Charlie nods against him, his voice muffled as he whispers, “Okay. Together.”

Nick wishes he could say more. He wishes he could find the right words, the perfect combination of syllables that would wrap Charlie in safety and assurance, that would erase all his fears. But Nick isn’t good with words anymore. He hasn’t been for a long time. Otis is gone, his human dictionary is dead, and every time Nick tries to string together something meaningful, it feels like his heart drains a little more, leaving him empty and fumbling.

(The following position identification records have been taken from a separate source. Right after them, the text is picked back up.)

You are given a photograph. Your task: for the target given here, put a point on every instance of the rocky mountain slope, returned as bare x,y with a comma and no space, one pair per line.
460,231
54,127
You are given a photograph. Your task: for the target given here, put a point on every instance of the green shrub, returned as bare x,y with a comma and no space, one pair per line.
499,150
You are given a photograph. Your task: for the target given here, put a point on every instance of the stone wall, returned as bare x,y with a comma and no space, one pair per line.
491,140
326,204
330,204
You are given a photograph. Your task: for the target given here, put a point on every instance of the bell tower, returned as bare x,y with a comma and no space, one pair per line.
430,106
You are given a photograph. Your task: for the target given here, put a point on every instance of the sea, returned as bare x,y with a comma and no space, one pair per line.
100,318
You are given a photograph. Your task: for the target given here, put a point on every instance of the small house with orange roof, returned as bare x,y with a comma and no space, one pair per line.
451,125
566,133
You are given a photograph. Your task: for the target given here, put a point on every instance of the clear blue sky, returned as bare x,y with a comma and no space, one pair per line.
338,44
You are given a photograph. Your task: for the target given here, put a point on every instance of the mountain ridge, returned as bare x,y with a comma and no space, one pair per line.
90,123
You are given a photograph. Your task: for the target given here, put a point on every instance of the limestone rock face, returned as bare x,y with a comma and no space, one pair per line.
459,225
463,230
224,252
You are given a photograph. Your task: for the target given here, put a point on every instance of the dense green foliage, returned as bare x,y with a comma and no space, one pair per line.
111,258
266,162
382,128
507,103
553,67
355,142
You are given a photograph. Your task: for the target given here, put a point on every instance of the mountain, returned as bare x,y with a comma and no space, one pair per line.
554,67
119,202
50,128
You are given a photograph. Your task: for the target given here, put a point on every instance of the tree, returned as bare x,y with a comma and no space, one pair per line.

So, he doesn’t say anything. He just draws Charlie closer, pressing his cheek against the crown of Charlie’s head. He breathes him in—his shampoo, the faint traces of coffee on his hoodie, the lingering salt of his earlier tears—and lets his embrace speak in place of the words he can’t seem to find.

Nick has always liked being held more than he likes holding. It’s easier to let someone else take on the weight of the world for a moment, to feel their arms like a barrier between him and his ghosts. But holding Charlie? That feels different. It feels necessary, grounding. It feels like he’s keeping both of them afloat, even if he doesn’t know how to swim himself.

So, he tightens his grip just a little more, letting Charlie melt into him. It’s not words, it’s not a promise spoken aloud, but it’s the best Nick can do.